Sono qui, in questa antica basilica che molto ho ammirato e mai pienamente amato. Silenzi e penombre delle chiese romaniche e la composta armonia di quelle rinascimentali mi sembravano luoghi più naturali per i pensieri dello spirito
di Giovanni Monchiero*
Santa Maria in Trastevere è un crogiolo di contrasti. Le due file di colonne, ineguali nel colore della pietra e nelle dimensioni, sottratte alle rovine di Roma imperiale, vissute nel medioevo come cave di preziosi materiali edili; il ricco pavimento cosmatesco; l’imponente ciborio ottocentesco, impreziosito dal recupero di marmi antichi; i grandiosi mosaici medievali dell’abside, con una originale iconografia della Assunta; gli affreschi manieristici sparsi qua e là; una venerata icona del VII secolo; un crocifisso ligneo del XV; su tutto, lo sfarzoso soffitto barocco, scintillante di ori e di argenti. Troppo, per un luogo solo.
Ma oggi sono qui per la cerimonia funebre di un amico. Le nostre vite professionali si sono a lungo intrecciate e si alza la marea dei ricordi. La solennità del rito porta a riflettere sulla vita ed anche il luogo dà il suo contributo. I contrasti di epoche e di stili mi appaiono, in questo momento, come l’impronta della mano della storia, che ha operato nei secoli, fra ascese e rovine, guerre e periodi di pace, e accompagnato i cambiamenti delle condizioni di vita, delle sensibilità, dei valori e dei pensieri. Nulla aiuta a conciliarci con la morte meglio dell’evidenza dello scorrere del tempo.
Le nostre vite, caro Francesco, sono una goccia nell’oceano della storia. Come per ogni uomo, troppo brevi per dare compimento a tutte le nostre speranze. Ma questi anni di vita vissuta siamo noi, le cose fatte e le omissioni, i talenti e i limiti, i sogni e la realtà: anche noi prodotti del tempo.

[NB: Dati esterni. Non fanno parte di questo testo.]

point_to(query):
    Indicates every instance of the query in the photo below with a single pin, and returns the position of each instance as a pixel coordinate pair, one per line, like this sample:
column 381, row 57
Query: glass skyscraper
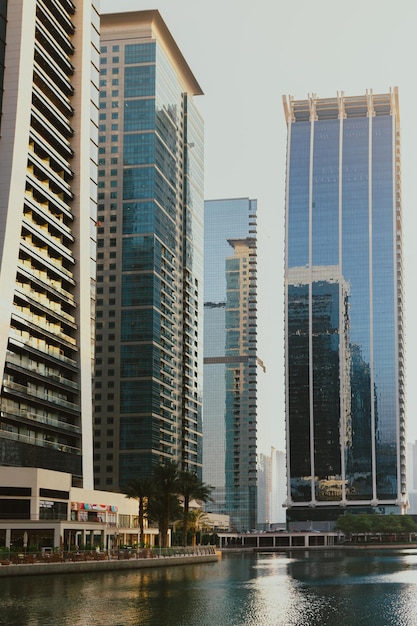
column 149, row 360
column 344, row 321
column 230, row 359
column 49, row 55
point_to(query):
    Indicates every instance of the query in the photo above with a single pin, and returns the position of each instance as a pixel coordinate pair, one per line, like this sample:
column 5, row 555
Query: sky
column 246, row 56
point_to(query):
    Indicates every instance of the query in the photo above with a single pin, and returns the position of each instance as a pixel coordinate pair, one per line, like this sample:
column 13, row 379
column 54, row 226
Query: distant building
column 343, row 312
column 271, row 489
column 49, row 55
column 149, row 359
column 230, row 359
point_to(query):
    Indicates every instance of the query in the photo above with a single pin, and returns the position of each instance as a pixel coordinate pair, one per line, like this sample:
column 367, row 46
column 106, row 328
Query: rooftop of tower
column 148, row 25
column 314, row 108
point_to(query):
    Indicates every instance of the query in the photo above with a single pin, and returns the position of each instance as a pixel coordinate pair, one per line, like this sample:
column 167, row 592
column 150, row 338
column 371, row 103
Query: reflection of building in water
column 344, row 350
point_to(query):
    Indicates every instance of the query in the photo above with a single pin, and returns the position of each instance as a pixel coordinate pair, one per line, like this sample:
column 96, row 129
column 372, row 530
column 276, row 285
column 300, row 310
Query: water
column 307, row 589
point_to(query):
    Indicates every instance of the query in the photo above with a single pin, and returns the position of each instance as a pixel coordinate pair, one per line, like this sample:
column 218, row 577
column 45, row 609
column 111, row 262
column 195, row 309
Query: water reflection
column 308, row 589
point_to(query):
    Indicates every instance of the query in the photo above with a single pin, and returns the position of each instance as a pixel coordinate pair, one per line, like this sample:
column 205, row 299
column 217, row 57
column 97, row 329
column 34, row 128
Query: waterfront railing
column 65, row 556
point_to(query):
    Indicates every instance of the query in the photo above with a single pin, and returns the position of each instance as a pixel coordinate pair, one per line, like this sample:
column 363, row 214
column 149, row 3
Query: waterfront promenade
column 92, row 561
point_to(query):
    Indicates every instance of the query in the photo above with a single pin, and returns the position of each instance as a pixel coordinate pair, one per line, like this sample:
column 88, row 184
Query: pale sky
column 246, row 55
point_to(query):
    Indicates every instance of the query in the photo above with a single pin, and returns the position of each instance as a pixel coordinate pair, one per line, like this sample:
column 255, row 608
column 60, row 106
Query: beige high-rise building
column 49, row 59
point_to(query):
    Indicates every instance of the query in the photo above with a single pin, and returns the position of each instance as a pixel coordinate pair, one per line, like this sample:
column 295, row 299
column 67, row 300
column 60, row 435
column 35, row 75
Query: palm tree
column 197, row 519
column 190, row 487
column 141, row 489
column 165, row 481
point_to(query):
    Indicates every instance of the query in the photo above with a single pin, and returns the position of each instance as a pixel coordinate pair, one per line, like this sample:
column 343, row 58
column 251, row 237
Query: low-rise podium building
column 40, row 508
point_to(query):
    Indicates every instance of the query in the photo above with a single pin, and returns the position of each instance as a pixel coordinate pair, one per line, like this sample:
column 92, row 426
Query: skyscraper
column 344, row 327
column 230, row 358
column 49, row 55
column 148, row 390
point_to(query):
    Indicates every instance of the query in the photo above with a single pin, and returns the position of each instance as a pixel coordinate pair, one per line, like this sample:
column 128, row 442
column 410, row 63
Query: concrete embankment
column 100, row 566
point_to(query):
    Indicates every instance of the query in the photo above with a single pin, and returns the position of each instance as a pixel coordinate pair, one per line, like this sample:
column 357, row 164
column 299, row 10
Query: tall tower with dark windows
column 149, row 361
column 49, row 59
column 344, row 323
column 230, row 359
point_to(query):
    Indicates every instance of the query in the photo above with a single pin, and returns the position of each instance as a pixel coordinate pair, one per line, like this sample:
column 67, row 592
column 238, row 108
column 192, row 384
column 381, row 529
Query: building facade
column 230, row 359
column 344, row 322
column 149, row 362
column 49, row 56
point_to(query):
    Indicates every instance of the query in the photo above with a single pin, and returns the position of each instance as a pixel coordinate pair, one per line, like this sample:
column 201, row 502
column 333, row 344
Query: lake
column 298, row 589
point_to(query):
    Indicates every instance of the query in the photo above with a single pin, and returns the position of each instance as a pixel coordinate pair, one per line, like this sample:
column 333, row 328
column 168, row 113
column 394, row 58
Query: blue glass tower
column 344, row 328
column 149, row 363
column 230, row 359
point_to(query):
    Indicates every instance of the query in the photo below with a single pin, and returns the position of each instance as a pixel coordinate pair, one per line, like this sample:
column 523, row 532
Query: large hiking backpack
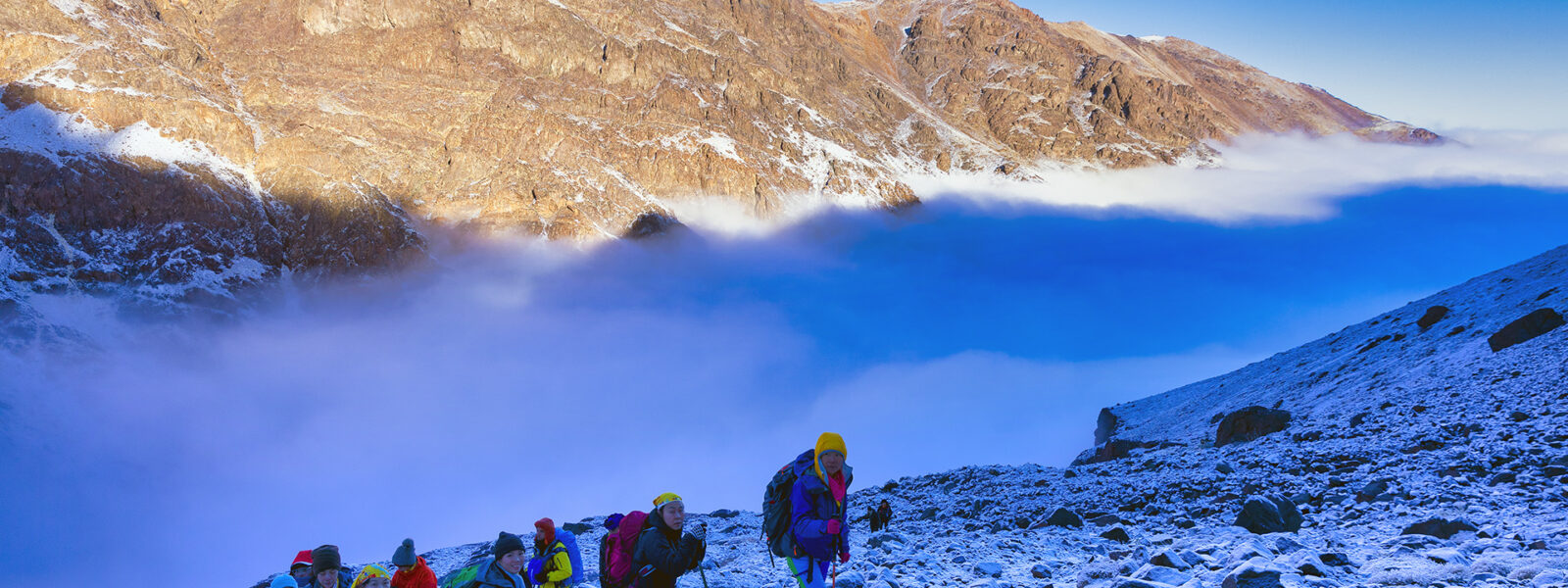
column 775, row 504
column 462, row 576
column 623, row 546
column 566, row 538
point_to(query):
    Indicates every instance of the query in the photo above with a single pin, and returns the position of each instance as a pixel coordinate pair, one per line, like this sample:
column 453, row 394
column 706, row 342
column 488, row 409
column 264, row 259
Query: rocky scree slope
column 1443, row 472
column 182, row 149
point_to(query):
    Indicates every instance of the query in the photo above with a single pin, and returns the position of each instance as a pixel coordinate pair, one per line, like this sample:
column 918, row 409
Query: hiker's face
column 831, row 463
column 514, row 562
column 674, row 514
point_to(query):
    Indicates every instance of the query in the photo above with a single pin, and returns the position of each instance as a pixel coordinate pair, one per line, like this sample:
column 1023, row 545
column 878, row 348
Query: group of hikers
column 804, row 517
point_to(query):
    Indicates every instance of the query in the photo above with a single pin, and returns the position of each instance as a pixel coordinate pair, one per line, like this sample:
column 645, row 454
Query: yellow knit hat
column 665, row 499
column 828, row 443
column 372, row 571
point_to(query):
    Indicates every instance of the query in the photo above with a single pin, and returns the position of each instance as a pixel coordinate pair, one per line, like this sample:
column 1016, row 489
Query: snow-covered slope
column 1427, row 425
column 1387, row 360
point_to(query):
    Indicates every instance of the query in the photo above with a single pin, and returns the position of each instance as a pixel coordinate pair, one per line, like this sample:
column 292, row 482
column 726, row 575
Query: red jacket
column 417, row 577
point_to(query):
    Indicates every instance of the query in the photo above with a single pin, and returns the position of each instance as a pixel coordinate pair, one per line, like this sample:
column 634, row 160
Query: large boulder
column 1250, row 423
column 1440, row 527
column 1117, row 533
column 1525, row 328
column 988, row 569
column 1105, row 425
column 1065, row 517
column 1269, row 514
column 1250, row 576
column 1113, row 449
column 1432, row 318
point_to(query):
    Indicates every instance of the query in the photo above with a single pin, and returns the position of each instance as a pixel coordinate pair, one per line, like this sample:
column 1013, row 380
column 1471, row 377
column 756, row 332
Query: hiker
column 326, row 569
column 504, row 568
column 373, row 576
column 412, row 569
column 302, row 568
column 618, row 549
column 663, row 554
column 551, row 564
column 817, row 514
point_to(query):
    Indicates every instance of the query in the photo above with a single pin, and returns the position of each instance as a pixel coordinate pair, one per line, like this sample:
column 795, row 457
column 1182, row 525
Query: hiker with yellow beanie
column 817, row 514
column 373, row 576
column 668, row 548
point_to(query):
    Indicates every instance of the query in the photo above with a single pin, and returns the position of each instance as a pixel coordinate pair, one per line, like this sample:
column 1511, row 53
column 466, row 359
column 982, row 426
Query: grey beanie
column 506, row 543
column 323, row 559
column 405, row 554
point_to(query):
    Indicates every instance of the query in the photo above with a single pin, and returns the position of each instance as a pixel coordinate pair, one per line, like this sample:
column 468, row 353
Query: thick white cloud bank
column 1278, row 176
column 522, row 380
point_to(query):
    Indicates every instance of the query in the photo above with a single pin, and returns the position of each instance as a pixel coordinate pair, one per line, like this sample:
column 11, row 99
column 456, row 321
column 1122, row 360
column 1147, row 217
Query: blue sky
column 433, row 405
column 1445, row 65
column 1490, row 65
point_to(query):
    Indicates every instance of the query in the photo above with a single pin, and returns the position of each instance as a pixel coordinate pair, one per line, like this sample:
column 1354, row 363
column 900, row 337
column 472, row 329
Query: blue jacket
column 811, row 507
column 663, row 554
column 491, row 576
column 345, row 579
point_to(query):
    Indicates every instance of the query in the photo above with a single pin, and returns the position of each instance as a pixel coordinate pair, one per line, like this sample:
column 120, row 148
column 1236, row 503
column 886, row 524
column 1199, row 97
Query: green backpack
column 463, row 577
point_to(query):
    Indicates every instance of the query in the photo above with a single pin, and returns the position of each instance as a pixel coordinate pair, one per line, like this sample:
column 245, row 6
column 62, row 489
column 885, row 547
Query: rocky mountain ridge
column 176, row 151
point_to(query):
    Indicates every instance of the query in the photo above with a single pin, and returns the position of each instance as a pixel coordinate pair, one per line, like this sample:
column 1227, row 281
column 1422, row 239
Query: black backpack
column 775, row 506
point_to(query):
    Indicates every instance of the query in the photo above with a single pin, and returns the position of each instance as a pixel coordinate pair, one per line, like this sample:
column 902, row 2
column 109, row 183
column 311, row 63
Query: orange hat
column 545, row 530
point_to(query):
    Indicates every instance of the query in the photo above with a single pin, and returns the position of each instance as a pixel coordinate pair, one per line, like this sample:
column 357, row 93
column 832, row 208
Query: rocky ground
column 1432, row 460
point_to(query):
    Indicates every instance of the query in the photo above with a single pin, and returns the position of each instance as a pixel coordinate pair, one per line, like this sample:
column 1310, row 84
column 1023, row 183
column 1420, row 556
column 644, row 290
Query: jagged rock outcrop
column 316, row 133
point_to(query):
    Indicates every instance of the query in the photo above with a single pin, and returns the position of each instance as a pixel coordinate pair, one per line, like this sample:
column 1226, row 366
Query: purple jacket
column 811, row 507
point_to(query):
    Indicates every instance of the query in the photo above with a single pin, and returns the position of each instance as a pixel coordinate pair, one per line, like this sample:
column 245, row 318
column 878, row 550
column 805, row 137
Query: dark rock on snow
column 1104, row 427
column 1117, row 533
column 1525, row 328
column 1250, row 423
column 1270, row 514
column 1065, row 517
column 1440, row 527
column 1432, row 318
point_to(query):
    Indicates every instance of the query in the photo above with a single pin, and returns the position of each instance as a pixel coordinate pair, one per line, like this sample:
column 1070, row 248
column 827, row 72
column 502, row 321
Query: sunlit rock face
column 217, row 143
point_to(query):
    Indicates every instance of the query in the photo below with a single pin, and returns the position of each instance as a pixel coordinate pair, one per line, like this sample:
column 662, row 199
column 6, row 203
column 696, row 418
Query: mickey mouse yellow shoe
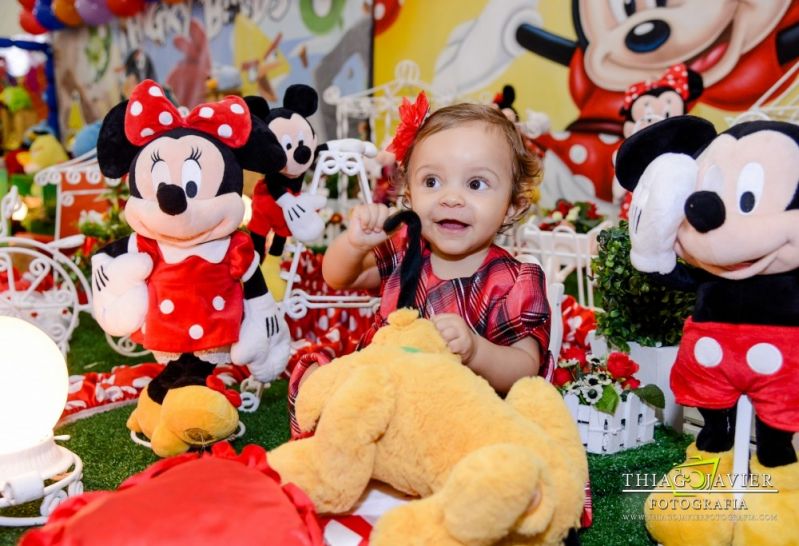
column 271, row 271
column 770, row 518
column 693, row 519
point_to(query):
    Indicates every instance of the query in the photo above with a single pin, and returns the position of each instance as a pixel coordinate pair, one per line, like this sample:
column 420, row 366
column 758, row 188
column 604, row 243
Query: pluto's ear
column 681, row 134
column 301, row 99
column 114, row 150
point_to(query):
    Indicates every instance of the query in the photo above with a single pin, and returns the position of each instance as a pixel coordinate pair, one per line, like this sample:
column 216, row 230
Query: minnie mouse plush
column 728, row 205
column 186, row 284
column 277, row 204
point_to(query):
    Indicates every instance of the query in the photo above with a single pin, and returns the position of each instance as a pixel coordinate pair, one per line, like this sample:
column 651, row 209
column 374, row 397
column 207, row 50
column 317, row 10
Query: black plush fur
column 681, row 134
column 411, row 267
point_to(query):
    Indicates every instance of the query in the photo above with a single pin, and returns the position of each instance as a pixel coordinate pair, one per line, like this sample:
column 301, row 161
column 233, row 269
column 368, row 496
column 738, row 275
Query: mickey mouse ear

Voglio ricordarti com’eri. Nato a Roma da antica famiglia della nobiltà sabauda trasferitasi nella nuova capitale al seguito della dinastia, da sempre servita nell’esercito e in alte funzioni amministrative. Un tuo antenato – mi confidasti – era giovane ufficiale nella battaglia dell’Assietta, nella memoria collettiva di noi piemontesi qualcosa di simile alle Termopili. Epico scontro in cui un piccolo presidio seppe resistere contro un vero esercito, guadagnandosi l’ammirazione del nemico.
Da allora noi piemontesi siamo detti “i bogia nen”, quelli che non si muovono, motto che non si riferisce a lentezza o pigrizia ma alla estrema fermezza davanti al dovere. Figlioli, di qui non ci si muove – disse, ovviamente in dialetto, lingua madre ancora ai miei tempi, il comandante: parole destinate a rimanere nella storia.
In te non c’era nulla di militaresco. Intelligente, sensibile, aperto ai temi del sociale, formato alla cultura di sinistra, generoso fino a lavorare in Africa e in Sud-America a progetti di cooperazione internazionale. Ma non ci si sottrae del tutto alle radici: disponibilità e cortesia non bastavano a celare l’innata fermezza.
Ti sapevi imporre: con garbo, con eleganza, con argomenti fondati sulla competenza ed esposti con logica, con la parola colta e sorvegliata. Ascoltavi tutti, senza fretta di concludere, ma alla fine avevi ragione tu. Per chi svolge un ruolo di comando, la fermezza fa parte del dovere.
Nel linguaggio di oggi sei stato un manager, un grande manager della nostra sanità. Abbiamo vissuto insieme gli anni dell’entusiasmo, della passione per il nuovo ruolo – così diverso da quelli tradizionali della dirigenza pubblica – della fiducia nell’organizzazione aziendale. Sei stato fra i fondatori della federazione delle Aziende Sanitarie, che hai, in più mandati, brillantemente presieduto.
Nelle nostre discussioni, al mio ricorrente pessimismo opponevi la convinzione che il management sanitario fosse chiamato a garantire, comunque, la funzionalità del sistema, minata dal sottofinanziamento, dalle contorsioni della politica, dai molti corporativismi, dal carico di aspettative dei cittadini. E che ci doveva riuscire.
Quando si scriverà la storia del Servizio Sanitario Nazionale – mi auguro trattando di cosa viva e non di un felice momento del passato – dalle poche righe che l’autore vorrà dedicare alla Fiaso non potrà non emergere la passione con la quale hai rafforzato la comunità delle aziende e diffuso al loro interno la cultura manageriale.
Grazie Francesco, per quello che sei stato, per come lo hai vissuto. Vorrei dirti arrivederci, ma temo che ci mancherà l’occasione.